Tina SCHEER, et al., Plaintiffs-Respondents, v. Gloria ROTH, etc., Appellant, City of New York, Defendant-Respondent.

Decided: February 20, 2001

DAVID S. RITTER, J.P., GABRIEL M. KRAUSMAN, LEO F. McGINITY and NANCY E. SMITH, JJ. McMahon, Martine & Gallagher, New York, N.Y. (Patrick W. Brophy of counsel), for appellant. Weiser & Associates, P.C., New York, N.Y. (Scott Wolinetz of counsel), for plaintiffs-respondents. Michael D. Hess, Corporation Counsel, New York, N.Y. (Francis F. Caputo and George Gutwirth of counsel), for defendant-respondent.

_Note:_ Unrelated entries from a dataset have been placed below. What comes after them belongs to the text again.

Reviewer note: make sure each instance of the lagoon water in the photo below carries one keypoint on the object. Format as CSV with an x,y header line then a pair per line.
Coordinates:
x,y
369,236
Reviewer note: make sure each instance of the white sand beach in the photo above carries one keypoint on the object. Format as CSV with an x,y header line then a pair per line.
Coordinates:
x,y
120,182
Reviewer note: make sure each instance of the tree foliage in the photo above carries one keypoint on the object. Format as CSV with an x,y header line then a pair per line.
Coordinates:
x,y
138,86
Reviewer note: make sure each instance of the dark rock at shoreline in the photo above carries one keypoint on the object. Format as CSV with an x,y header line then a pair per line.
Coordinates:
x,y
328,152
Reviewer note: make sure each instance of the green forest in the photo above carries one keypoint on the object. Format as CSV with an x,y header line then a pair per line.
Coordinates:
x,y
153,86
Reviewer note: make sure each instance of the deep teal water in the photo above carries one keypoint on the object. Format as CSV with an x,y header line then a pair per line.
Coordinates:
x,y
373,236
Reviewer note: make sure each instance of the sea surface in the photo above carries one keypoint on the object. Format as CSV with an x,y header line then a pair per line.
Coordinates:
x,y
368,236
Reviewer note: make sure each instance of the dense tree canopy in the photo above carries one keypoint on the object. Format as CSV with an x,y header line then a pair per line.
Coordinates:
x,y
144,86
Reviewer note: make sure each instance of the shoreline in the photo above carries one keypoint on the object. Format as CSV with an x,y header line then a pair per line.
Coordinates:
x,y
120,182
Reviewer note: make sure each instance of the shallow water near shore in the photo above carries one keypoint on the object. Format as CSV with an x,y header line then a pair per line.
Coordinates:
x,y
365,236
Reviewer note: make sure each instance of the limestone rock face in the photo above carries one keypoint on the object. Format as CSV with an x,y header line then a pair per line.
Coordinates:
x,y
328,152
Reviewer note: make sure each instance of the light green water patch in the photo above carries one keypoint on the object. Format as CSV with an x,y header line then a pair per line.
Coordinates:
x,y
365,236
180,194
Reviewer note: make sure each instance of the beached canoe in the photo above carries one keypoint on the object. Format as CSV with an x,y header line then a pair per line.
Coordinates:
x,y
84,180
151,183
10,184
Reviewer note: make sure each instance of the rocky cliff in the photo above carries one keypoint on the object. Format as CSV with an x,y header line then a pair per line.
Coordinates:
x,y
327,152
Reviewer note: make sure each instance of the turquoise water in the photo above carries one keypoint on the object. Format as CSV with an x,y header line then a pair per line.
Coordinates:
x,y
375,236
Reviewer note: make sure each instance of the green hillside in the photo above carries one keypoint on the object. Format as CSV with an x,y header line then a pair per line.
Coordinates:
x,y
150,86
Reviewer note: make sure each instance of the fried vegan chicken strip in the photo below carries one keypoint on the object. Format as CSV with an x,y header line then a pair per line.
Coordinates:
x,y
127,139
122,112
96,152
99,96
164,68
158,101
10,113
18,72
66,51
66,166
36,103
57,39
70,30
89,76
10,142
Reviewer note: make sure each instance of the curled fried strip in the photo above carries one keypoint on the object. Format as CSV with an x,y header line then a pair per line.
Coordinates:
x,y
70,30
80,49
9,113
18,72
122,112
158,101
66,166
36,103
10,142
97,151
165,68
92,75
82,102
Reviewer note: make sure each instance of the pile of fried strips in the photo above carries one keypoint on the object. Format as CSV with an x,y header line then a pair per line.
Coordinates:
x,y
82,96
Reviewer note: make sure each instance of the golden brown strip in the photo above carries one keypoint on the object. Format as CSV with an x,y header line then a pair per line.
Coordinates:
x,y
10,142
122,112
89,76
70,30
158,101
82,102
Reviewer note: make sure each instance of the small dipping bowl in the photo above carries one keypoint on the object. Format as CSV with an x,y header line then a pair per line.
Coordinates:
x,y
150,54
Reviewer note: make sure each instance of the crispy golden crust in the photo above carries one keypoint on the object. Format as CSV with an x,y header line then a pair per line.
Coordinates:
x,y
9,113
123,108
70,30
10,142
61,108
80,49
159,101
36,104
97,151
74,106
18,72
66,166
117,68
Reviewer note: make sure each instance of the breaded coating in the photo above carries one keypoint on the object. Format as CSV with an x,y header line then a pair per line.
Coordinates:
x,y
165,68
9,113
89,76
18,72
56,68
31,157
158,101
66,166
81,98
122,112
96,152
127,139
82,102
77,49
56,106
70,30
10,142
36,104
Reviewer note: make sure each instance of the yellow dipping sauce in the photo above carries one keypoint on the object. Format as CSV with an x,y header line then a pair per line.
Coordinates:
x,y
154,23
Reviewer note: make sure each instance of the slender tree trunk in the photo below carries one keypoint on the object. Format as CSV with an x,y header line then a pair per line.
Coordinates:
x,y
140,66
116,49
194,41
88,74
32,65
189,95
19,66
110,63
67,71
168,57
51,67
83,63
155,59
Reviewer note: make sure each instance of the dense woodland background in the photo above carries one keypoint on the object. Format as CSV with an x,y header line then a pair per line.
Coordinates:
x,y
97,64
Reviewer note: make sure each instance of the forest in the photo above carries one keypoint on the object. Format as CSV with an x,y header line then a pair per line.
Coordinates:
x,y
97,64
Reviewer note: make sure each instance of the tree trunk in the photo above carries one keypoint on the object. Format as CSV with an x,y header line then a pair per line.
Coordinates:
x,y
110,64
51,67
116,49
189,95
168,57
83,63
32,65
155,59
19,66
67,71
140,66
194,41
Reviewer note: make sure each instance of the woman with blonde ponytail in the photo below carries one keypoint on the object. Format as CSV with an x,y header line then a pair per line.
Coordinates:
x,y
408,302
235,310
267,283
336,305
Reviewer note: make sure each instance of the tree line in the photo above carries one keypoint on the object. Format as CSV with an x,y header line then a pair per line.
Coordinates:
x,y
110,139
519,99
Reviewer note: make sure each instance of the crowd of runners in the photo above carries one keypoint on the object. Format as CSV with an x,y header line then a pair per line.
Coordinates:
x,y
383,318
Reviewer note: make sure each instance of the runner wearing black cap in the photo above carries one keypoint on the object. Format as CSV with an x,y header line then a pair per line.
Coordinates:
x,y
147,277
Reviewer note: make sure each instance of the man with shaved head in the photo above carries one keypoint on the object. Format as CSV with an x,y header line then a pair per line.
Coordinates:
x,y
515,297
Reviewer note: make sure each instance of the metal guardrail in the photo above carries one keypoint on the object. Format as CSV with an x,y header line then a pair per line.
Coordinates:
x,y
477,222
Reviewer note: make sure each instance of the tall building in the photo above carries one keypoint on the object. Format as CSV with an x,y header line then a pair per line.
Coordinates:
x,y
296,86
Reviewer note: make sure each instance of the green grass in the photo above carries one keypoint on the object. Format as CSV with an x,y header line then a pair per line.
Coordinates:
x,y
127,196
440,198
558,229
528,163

In an action to recover damages for personal injuries, etc., the defendant Gloria Roth, individually and as administrator of the estate of Charles Roth, appeals, as limited by her brief, from so much of an order of the Supreme Court, Kings County (Hutcherson, J.), dated November 10, 1999, as denied her motion for summary judgment dismissing the complaint and all cross claims insofar as asserted against her in both capacities.

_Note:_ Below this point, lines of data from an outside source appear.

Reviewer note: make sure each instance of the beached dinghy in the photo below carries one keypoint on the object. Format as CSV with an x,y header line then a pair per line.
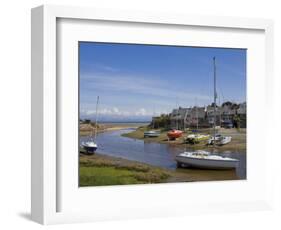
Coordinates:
x,y
219,140
196,138
173,134
203,159
90,146
151,133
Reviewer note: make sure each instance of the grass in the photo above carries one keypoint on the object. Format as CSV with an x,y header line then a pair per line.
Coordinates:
x,y
99,170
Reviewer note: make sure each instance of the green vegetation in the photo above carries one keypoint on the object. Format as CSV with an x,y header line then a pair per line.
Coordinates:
x,y
99,170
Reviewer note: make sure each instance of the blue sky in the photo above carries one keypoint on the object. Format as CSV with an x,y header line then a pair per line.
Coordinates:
x,y
135,82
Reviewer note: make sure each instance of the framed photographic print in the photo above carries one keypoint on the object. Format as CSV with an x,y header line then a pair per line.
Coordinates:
x,y
151,114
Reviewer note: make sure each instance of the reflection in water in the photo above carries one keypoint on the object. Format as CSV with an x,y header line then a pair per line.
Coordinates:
x,y
163,155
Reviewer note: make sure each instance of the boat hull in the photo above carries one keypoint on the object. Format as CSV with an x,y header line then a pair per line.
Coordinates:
x,y
172,135
89,149
206,163
151,134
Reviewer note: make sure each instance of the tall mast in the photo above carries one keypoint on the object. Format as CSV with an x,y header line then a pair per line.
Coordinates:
x,y
196,112
215,97
96,121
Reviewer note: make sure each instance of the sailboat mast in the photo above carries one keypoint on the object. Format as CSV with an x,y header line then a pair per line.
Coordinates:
x,y
96,121
196,113
215,97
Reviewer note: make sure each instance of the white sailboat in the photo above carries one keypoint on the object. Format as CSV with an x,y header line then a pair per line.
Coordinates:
x,y
203,159
90,145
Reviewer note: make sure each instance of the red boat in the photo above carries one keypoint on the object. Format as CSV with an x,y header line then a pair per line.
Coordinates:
x,y
173,134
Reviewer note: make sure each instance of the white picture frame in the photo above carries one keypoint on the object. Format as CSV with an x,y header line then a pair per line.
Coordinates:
x,y
50,193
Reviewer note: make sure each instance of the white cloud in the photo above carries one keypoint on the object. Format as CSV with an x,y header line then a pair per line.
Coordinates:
x,y
140,85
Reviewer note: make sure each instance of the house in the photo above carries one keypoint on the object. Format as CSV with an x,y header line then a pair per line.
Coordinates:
x,y
178,118
196,116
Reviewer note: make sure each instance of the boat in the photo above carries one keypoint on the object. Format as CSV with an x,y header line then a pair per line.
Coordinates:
x,y
151,133
206,160
217,138
173,134
90,146
196,138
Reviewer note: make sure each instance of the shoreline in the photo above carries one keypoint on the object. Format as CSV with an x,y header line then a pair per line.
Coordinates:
x,y
101,170
238,143
87,129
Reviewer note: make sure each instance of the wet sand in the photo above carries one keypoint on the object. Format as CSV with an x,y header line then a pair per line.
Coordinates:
x,y
94,167
238,143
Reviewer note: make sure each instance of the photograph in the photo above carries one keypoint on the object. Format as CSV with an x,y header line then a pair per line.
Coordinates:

ORDERED that the order is reversed insofar as appealed from, on the law, with one bill of costs payable by the respondents appearing separately and filing separate briefs, the motion is granted, and the complaint and all cross claims insofar as asserted against the appellant are dismissed.

 Liability for injuries sustained as a result of a dangerous and defective condition on a public sidewalk is ordinarily placed on the municipality and not the abutting landowner (see, Capobianco v. Mari, 267 A.D.2d 191, 699 N.Y.S.2d 487).   However, the abutting landowner may be held liable if he or she created the defective condition or made special use of the sidewalk, or when a local statute or ordinance expressly obligates the landowner to maintain the sidewalk (see, Quinn v. City of New York, 271 A.D.2d 515, 706 N.Y.S.2d 349).

 There is no evidence that the appellant, the abutting landowner, made any repairs to the allegedly defective sidewalk or otherwise caused the defective condition.   The plaintiffs' mere speculation that the appellant may have made a repair to the sidewalk at some point long before the accident is insufficient to defeat the appellant's prima facie showing of entitlement to summary judgment (see, Pizzi v. Bradlee's Division of Stop & Shop, 172 A.D.2d 504, 567 N.Y.S.2d 852).